A couple weekends ago, I attended Richmond Code Camp and had a great time. This was different than the last code camp I went to, in the fact that I spent most of the day presenting, not watching others.

I have coded in front of co-workers before. I have given presentations to strangers before. But I had never coded in front of strangers before. There were a lot of things I learned. Here is a summary of just a few.

Know your audience

One of the two talks I gave was on Powershell. In this talk, I didn’t understand the audience that would be in attendance. I am a coder, not a system administrator. Powershell was designed for both, but a large percentage of attendees were sysadmins, not straight up developers. This assumption caused most of my examples to be irrelevant. Instead of showing how to create a Runspace and call Powershell from within C#, I should have focused more on things like interacting with a database, remoting, and common sysadmin type tasks.

Maybe next time my abstract should be a little more well-defined so that the audience and I are on the same page.

Code very little

In my NHibernate talk, I had about 25 test cases I worked through. Each of those tests started off failing, and required one or two additional lines to make them pass. I would go through each test case, explain what it was doing, why it was failing, and type a couple lines to make it pass. This strategy worked WONDERS!

In my Powershell talk, I tried to code a script from scratch that queried the Twitter API. Bomb. I got so flustered I just copy and pasted from my helper file and made it work. I had to code too much during this demo.
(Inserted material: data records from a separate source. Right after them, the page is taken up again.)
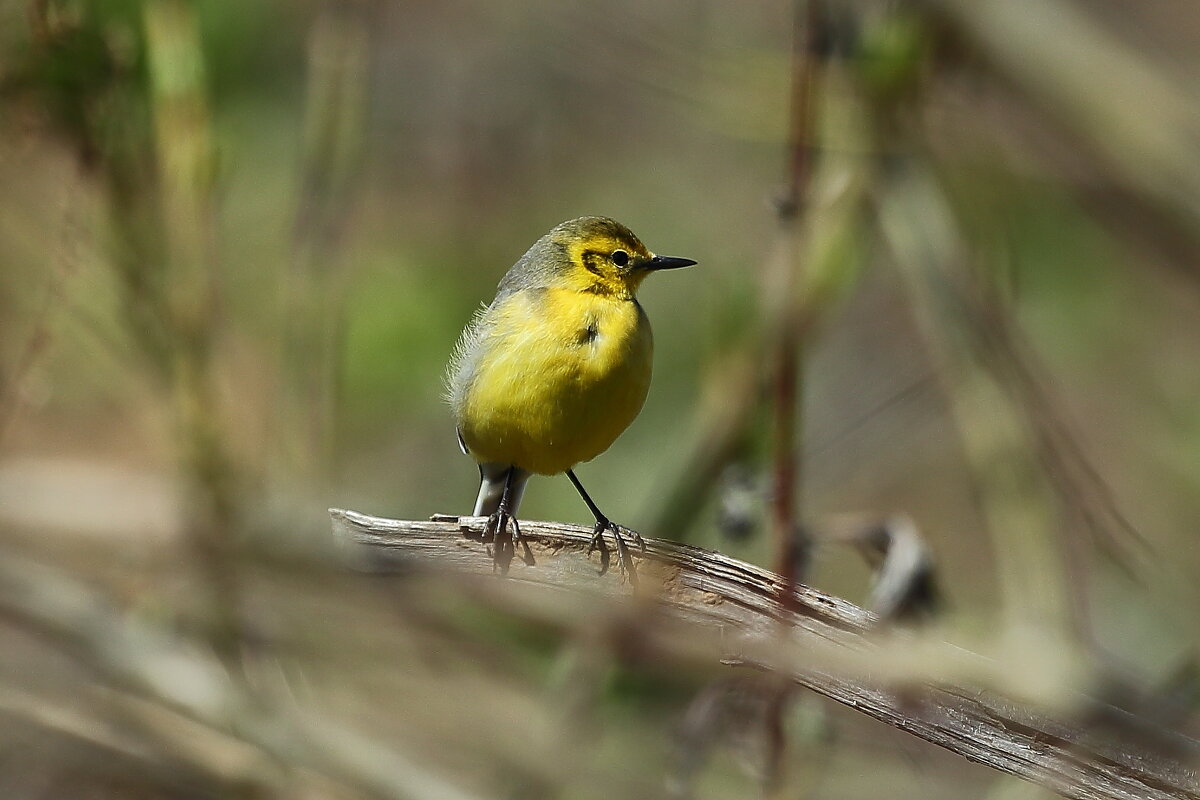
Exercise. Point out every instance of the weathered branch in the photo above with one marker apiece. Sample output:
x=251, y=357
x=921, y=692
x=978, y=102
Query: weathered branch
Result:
x=713, y=591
Here is my new mantra:

The more critics, the exponentially higher chance of a typo.

(NOTE: Please don’t think I am saying use PowerPoint. Just make it hard for you to screw up the code you have to write)

Figure out how to get some interaction

If you haven’t guessed, I think my NHibernate talk went a lot better than the Powershell talk. One reason I think this is I had almost no audience interaction in Powershell. When I did, they were asking a question that I couldn’t easily answer during my talk. NHibernate had a ton more interaction, and I felt everyone left the room with more info than when they came in.

Wow factor

The wow factor is crucial. Something that is going to make the audience remember your talk.
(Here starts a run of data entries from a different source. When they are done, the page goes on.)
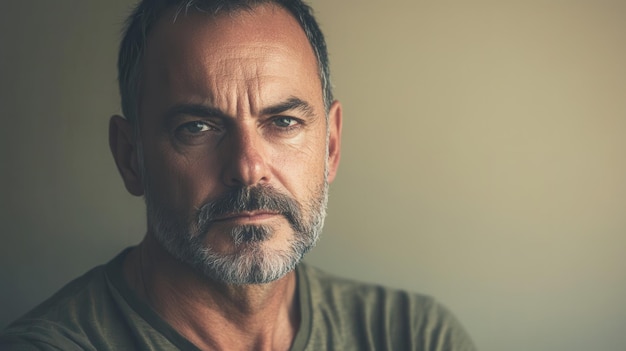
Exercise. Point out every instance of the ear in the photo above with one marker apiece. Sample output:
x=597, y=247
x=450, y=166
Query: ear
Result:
x=124, y=150
x=334, y=139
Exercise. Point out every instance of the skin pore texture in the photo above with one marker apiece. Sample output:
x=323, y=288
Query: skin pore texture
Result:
x=226, y=102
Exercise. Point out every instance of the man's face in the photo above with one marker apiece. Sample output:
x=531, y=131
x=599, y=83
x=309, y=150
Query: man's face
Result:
x=234, y=142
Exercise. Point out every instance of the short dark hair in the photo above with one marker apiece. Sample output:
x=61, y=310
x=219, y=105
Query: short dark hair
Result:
x=147, y=12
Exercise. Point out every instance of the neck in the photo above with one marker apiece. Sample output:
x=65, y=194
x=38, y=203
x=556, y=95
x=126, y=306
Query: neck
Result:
x=210, y=314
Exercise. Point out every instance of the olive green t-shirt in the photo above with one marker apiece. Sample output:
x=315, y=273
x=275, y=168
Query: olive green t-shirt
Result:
x=98, y=311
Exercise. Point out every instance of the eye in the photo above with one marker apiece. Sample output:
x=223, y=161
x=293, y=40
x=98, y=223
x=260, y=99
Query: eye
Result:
x=285, y=122
x=194, y=127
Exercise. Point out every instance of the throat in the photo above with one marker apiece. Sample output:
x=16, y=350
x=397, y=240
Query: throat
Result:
x=216, y=316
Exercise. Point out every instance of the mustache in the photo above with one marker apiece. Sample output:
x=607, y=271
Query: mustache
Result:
x=248, y=199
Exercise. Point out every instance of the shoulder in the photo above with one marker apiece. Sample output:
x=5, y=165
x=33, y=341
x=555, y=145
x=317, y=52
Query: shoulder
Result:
x=374, y=316
x=60, y=317
x=76, y=317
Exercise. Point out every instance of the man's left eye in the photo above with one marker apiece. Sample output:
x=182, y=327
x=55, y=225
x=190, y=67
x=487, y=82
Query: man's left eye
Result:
x=285, y=122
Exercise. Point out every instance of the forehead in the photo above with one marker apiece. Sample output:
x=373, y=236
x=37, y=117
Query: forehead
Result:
x=197, y=51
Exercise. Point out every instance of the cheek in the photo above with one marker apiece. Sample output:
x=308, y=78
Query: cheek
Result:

For NHibernate, the last thing I did was switch my config from MySQL to MSSQL (just the config, no code) and all the tests still passed. Definitely caught peoples attention.

For Powershell, I data bound a WPF app with Powershell scripts. I don’t think it achieved the wow I wanted, but I think its pretty damn cool.

NHibernate CodeCamp Talk – Source Code

I have published the source of my Code Camp talk here. Check it out and post any questions.

Thanks to everyone who showed up for the NHibernate talk. It went really well and everyone had tons of great questions. Feel free to post feedback here, both positive and negative, so the next time I give this talk, it will be even better.

For those of you that just want a little more guidance on NHibernate, here are some good links:

Also, thanks to the coordinators of Richmond CC. I had a great time.

Speaking at Richmond Code Camp on NHibernate

On October 3rd, I encourage anyone who wants to learn about NHibernate to come to Richmond Code Camp. I will be giving a 100 level talk describing how to get started using it, and what it really is.

My initial idea is to create a fairly simple ASP.NET MVC application without persistence (use in memory Lists). And, in an hour, make it 100% persisted with transactions, lazy loading, etc. I am a little concerned it will be hard to teach NHibernate and get it done in an hour, but I am going to go for it. My goal is to touch on session factories, sessions, simple XML mapping, attribute mapping, inheritance relationships, associative relationships, criteria queries, HQL queries, and lazy loading. If I get through all that, I’ll throw in some custom types and maybe some fluent NHibernate since I have never used it but have wanted a reason to.

Any suggestions on things to show or things not to show?

Re: Roanoke Code Camp

I attended my first Code Camp this past weekend. Overall, it was a great experience, although for a few reasons you might not expect. I learned a little about new .NET features, but the biggest benefit for me was the networking. My code community, for the most part, revolves around Mailtrust. Through Code Camp, blogging, and Twitter (I will blog on this later, since you might remember my last Twitter post) I have joined a community of developers much larger than Mailtrust’s.

This is a good thing.

With that being said, I did really enjoy learning a few things.

  • WPF is pretty wild, especially with Blend. Let designers design interfaces directly, and developers just make it work. This isn’t the first time this concept has been tried out, but it works pretty damn well from what I saw.
  • .NET 4.0 – Oh ya. I loved that stuff. Learning about dynamic, DLR, and language enhancements is my crack.
  • PEX and Code Contracts – Good concepts (but some things I didn’t like)

What could be improved on?

  • Don’t shun open source. NHibernate and NUnit are great tools, and we shouldn’t ignore them because Microsoft is competing with them ( Entity Framework and Unit Testing Framework).
  • More code. Powerpoint should be banned.
  • Don’t trivialize the importance of good testing. Pex is really an amazing concept, that can complement testing, not supplement (Yes, I love trig).

It was a great experience though. I am looking forward to more RVNUG involvement, as well as my next Code Camp.